Mamit menyatakan, dengan dimumumkan pengelola baru Blok Rokan, Pertamina punya waktu yang lebih lama untuk mempersiapkan diri mengelola blok migas tersebut.
"Jangan sampai mereka mengalami hal sama saat peralihan Blok Mahakam dari Total kepada Pertamina
dimana produksinya langsung turun tidak sesuai dengan target," kata dia.
Padahal, sudah ada peralihan selama 1 tahun sebelum dari sebelum kontrak habis. Tahun 2017 produksi Blok Mahakam sebesar 1.200 mmscfd.

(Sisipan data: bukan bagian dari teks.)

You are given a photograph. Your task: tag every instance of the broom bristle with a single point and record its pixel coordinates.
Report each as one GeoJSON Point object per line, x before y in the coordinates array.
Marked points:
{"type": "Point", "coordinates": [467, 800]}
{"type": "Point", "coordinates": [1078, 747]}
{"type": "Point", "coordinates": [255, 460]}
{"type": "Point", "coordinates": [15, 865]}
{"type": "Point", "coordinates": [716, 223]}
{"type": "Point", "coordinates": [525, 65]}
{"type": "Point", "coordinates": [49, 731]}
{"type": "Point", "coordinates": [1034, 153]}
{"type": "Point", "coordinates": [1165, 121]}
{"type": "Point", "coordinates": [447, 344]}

Saat ini produksi gas di Blok Mahakam 957 mmscfd dari target
1.008 mmscfd dan minyak sebesar 43.000 BOPD dari target 46.000 BOPD.
Untuk mengelola Blok Rokan, biaya yang dibutuhkan sebesar 1.4 miliar dolar AS per tahun.
“Biaya untuk mengelola Blok Rokan tidak sedikit. Pertamina harus segera bergerak mencari partner untuk share down dalam pengelolaan Blok Rokan,” sarannya.
Baca: Tersengat Kasus Suap Proyek Listrik, Pagi Tadi Idrus Marham Temui Jokowi Sebelum Putuskan Mundur
Mamit juga menyatakan share down saham melalui mekanisme farm in & farm out bukan hal yang terlarang dalam industri hulu migas karena melalui skema ini Pertamina bisa berbagi resiko dengan partnernya.
“Proses pemilihan partner kita serahkan kepada Pertamina untuk mencari yang terbaik dan memang mempunyai pengalaman dalam mengelola industry hulu migas," kata dia.
Yang penting, calon partner tersebut harus mempunyai dana yang cukup serta teknologi memadai untuk mengelola Blok Rokan.
Mereka tidak harus berpartner dengan kontraktor eksisting saat ini yaitu Chevron Pacific Indonesia (CPI).
"Biarkan proses berlangsung Bisnis to Bisnis dengan transparan sehingga tidak menimbulkan kecurigaan di masyarakat," ungkapnya.